Microsoft Cloud Gross Margins Set to Improve
Microsoft predicts its cloud gross margins will significantly improve during the company’s fiscal year 2017 (which started July 1, 2016) — with Azure gross margins eventually matching those of Amazon Web Services (AWS). The bold prediction comes at an important time for Microsoft shareholders and channel partners.
In Microsoft’s fiscal Q4 2016 (ended June 30, 2016), commercial cloud gross margin was 42 percent — declining year over year, and down from 45 percent cloud gross margin one quarter ago, according to ChannelE2E’s records. Investments for cloud capacity, deployment, and support triggered the decline, according to CFO Amy E. Hood.
In stark contrast, Oracle’s PaaS and SaaS gross margins were 51 percent in the company’s most recent quarter — with CEO Safra Catz predicting gross profit margins will hit 80 percent over time.
So where does that leave Microsoft? Hood sounds confident that the company’s cloud infrastructure is now firmly in place, and margins will steadily improve over time after fluctuating a bit near-term. During an earnings call this evening, Hood said:
“We expect the Commercial Cloud gross margin percentage and dollars to materially improve next fiscal year. We have invested heavily to build share, expand geographically, and ensure world-class support and reliability for our commercial customers. Going forward, we expect those investments to provide benefits of scale. We also anticipate our cloud capital expenditure growth curve will slow. Given seasonality and revenue mix, Commercial Cloud gross margin will see variability quarter to quarter but an overall trend of material improvement. At the company level, as each cloud service continues to grow and improve its gross margin percentage, our company gross margin should only decline roughly a point in FY 2017.”
Microsoft Azure vs AWS Cloud Gross Margins
Investors quizzed Hood, asking if Azure margins could match those of Amazon Web Services. Her reply:
“I think I have a strong line of sight to AWS’s margin profile and still feel good about the progress we’re making, not just on the workloads that are relevant, apples to apples with Azure, but also in our broader cloud portfolio and our ability to have very healthy margins across Dynamics 365 as well as Office 365 in conjunction with many of the innovations we’re doing across Azure. So while I am focused on both the workload improvement, I’m also focused on what’s possible across the entirety of the cloud.”

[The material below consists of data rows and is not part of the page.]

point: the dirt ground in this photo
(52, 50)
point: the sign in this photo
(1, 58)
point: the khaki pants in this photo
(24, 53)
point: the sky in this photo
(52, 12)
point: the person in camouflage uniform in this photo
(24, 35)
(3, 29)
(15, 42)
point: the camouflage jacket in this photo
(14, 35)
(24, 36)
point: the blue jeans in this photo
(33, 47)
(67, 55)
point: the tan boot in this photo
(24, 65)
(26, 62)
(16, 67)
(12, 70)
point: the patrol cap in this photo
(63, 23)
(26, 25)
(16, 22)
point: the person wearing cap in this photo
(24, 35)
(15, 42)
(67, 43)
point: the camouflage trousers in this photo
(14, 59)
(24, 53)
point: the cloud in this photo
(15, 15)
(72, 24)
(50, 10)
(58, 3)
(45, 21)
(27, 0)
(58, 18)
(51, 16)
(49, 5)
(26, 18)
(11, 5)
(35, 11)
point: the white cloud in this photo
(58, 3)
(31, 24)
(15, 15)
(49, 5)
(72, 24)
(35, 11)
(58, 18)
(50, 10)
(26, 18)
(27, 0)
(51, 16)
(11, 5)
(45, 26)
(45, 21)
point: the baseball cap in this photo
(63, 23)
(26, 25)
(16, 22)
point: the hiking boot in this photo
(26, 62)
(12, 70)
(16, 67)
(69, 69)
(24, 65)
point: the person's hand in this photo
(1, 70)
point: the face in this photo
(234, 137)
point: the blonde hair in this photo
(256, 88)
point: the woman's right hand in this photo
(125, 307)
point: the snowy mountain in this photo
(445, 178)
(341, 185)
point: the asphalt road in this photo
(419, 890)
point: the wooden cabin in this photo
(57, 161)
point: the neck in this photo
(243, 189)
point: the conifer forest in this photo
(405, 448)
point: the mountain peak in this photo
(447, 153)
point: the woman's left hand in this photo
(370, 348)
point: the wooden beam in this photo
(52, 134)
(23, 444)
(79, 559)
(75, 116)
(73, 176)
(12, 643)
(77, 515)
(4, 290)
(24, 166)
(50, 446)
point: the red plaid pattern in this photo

Translation: Hood danced somewhat around the question. But read between the lines, and Microsoft is certainly aware of AWS costs and revenues, and Azure seems modeled to match the effort in the quarters or years ahead.
Microsoft Cloud Margins and Partners
Microsoft’s ability to maintain — or potentially boost — its cloud gross margins are particularly important to the company’s channel partner program, which is now led by Gavriella Schuster.
No doubt, thousands of partners now support Office 365 and Azure. And Microsoft’s Cloud Solutions Provider partner program has gained momentum. But Microsoft’s board of directors has spent recent months closely studying the cloud and subscription software markets — trying to determine if or how to further tweak the company’s go-to-market strategy.
If Microsoft’s own cloud margins were to further shrink, it would potentially pressure how the company compensates partners. But assuming Hood’s financial models are accurate, it sounds like Microsoft expects eventual progress and upside on the cloud gross margin front.